Últimamente estoy leyendo a Marcela Lagarde, maravillosa mexicana que está dedicando su vida a la lucha por la dignidad femenina, que es la dignidad humana, la de todos, finalmente. Recordemos que en México la violencia machista es sistemática (nueve mujeres muertas al día), y hay una ciudad, Ciudad Juárez, en la que se asesinan mujeres continuamente, con la desidia y seguramente la complicidad de diversos ámbitos del poder. E insiste mucho Marcela Lagarde en que la construcción de la autoestima femenina es un asunto político que pone freno al maltrato de género. Y la sensibilidad es un asunto político. Y la ternura es también una cuestión política. El empoderamiento femenino que nos aleje a las mujeres de la sumisión, la expresión y la gestión de las emociones masculinas, la empatía, la solidaridad, la afectividad, la buena comunicación entre hombres y mujeres son todas cuestiones políticas. Porque el poder tradicional establecido (ya sabemos, dios, patria y rey) se encarga muy mucho de obstruir y alejarnos de todo eso en su propio beneficio. Una sociedad enferma, llena de odio, reprimida, frustrada y enfrentada es mucho más sumisa y manipulable.

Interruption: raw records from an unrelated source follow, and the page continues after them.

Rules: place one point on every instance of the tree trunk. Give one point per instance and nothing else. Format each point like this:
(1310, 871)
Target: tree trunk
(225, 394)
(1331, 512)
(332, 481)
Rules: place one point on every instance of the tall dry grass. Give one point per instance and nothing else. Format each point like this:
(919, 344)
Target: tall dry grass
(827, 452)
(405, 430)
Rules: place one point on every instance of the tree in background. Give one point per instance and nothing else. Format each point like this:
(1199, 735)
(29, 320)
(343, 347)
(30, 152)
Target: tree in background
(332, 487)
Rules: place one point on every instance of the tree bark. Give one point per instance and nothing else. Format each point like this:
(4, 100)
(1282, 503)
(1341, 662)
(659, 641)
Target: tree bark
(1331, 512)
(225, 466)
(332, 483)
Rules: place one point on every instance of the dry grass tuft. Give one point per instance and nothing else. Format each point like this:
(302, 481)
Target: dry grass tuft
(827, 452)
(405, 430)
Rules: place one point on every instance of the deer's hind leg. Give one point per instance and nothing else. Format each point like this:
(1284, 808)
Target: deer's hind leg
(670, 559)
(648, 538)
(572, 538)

Tenemos, y tienen especialmente las nuevas generaciones, la asignatura pendiente de redefinir la masculinidad y la feminidad. Tenemos la tarea, si queremos un mundo más humano, más feliz y más justo, de deconstruir los esquemas obsoletos heredados y construir esquemas nuevos basados en el respeto, la comunicación sana, y la solidaridad entre hombres y mujeres. Tenemos la responsabilidad de reivindicar la autoestima femenina, el derecho a la sensibilidad masculina, la ternura personal y social, la comunicación sana y empática entre hombres y mujeres. A la vista de la sociedad enferma en la que vivimos, parece un sueño; pero recordemos que son los sueños los que acaban construyendo, finalmente, lo que llamamos realidad.